Non servono «effetti speciali» invece per attirare i turisti sul Passo del Lucomagno, bastano le montagne e la natura incontaminata dell’alta Valle di Blenio. Sono stati proprio questi i richiami ai quali non ha saputo resistere Stéphanie Scapozza, 36 anni, originaria di Breganzona, dunque una luganese che ha lasciato la città per immergersi in questo paradiso terrestre a 1700 metri. Da circa sette anni, Scapozza è gerente del Centro Pro Natura di Acquacalda, sulla strada del Lucomagno, appunto, a circa quattro chilometri dal passo, dove peraltro c’è un altro rifugio «tradizionale» per viandanti, l’Ospizio Santa Maria. Il Centro Pro Natura – acquistato nel 2010 da Pro Natura in occasione del 50° della sua fondazione – invece, è un approdo più culturale del vivere la montagna. «Offriamo ristorazione e alloggio durante il periodo estivo – spiega la gerente – ma è con la proposta di escursioni guidate sui sentieri, convegni, corsi e seminari su temi naturalistici che ci caratterizziamo e siamo apprezzati», dice.
Intanto però ai viandanti, grazie alla professionalità di Stéphanie e del suo team, da maggio a metà ottobre oltre all’alloggio (l’albergo può ospitare fino a 30 persone, mentre il campeggio dispone di una ventina di piazzuole) vengono proposti nel menù «à la carte» gustosi piatti cucinati con prodotti locali, salumi e formaggi provenienti da alpeggi e caseifici della regione bleniese e da tutto il Ticino. «Anche in cucina non possiamo tradire la nostra filosofia, che è quella di valorizzare il territorio, sempre nel rispetto della natura e della tradizione locale.

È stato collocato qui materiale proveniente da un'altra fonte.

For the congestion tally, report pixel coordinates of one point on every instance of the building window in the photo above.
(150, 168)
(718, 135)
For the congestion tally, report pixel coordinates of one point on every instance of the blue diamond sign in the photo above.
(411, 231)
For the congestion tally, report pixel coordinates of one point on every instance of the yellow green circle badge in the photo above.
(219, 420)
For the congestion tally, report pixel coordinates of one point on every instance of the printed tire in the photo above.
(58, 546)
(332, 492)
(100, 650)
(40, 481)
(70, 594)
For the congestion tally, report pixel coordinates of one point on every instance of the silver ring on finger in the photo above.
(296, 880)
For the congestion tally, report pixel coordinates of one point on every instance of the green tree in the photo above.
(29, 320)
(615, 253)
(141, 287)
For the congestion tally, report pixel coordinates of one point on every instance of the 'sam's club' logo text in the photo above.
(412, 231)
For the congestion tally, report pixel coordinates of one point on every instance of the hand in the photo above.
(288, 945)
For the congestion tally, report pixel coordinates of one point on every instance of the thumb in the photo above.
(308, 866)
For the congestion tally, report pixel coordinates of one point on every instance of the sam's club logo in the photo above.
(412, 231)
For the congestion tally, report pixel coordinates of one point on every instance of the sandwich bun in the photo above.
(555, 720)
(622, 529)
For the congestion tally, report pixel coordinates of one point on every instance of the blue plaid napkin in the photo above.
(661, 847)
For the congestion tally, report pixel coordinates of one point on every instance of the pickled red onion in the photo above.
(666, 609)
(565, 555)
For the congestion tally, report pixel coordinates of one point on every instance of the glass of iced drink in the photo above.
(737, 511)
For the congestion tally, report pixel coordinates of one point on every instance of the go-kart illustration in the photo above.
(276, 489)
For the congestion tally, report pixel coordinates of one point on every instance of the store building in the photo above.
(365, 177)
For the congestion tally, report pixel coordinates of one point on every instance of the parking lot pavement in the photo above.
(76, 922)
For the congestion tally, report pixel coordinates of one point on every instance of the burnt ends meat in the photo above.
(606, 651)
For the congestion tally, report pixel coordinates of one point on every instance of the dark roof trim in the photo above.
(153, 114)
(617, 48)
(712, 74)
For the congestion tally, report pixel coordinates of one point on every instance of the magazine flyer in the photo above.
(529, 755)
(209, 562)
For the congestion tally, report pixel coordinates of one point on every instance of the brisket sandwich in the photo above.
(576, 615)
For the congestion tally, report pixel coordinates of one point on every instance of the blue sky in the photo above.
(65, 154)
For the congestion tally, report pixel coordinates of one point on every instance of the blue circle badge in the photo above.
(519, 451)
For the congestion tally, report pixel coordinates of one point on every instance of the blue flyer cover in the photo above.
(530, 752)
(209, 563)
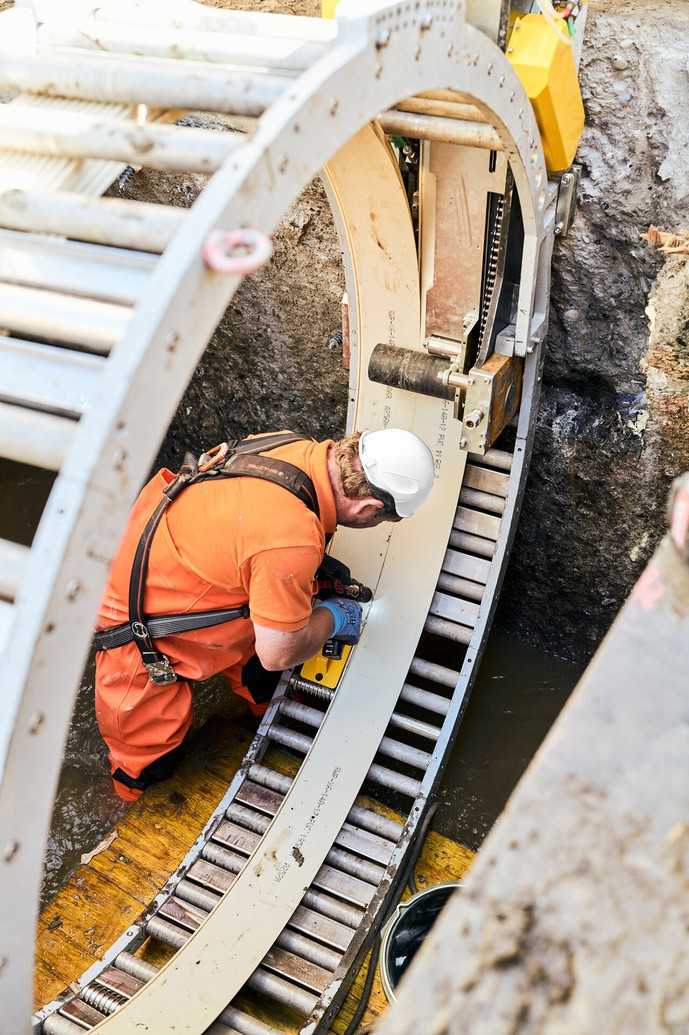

Non solo per i turisti, ma anche per la gente del posto. È diventato un rituale, ad esempio, la proposta del pranzo domenicale con polenta e spezzatino o polenta e formaggio. I clienti vengono soprattutto dalla valle, ma anche luganesi o bellinzonesi fanno a gara per prenotare un tavolo in terrazza».
Quest’anno, però, il Centro Pro Natura ha dovuto chiudere prima i battenti, già alla fine di agosto. Il Covid-19 non c’entra con la chiusura anticipata, dettata da lavori di ristrutturazione dei servizi igienici che servono il campeggio, struttura molto ben frequentata durante la stagione estiva, anche per soggiorni di una settimana o più. E come non invidiare tendisti e camperisti che arrivano sul Lucomagno e invece di dare un’occhiata furtiva al panorama decidono di fermarsi, tra lo scorrere del Brenno e la cordigliera delle montagne bleniesi, per una vacanza rigeneratrice lontano dalla frenetica pianura. «Io sono una cittadina, ma per niente al mondo oggi cambierei questo vivere in mezzo alla natura», conclude Stéphanie guardandosi intorno. E salutandoci, le brillano gli occhi.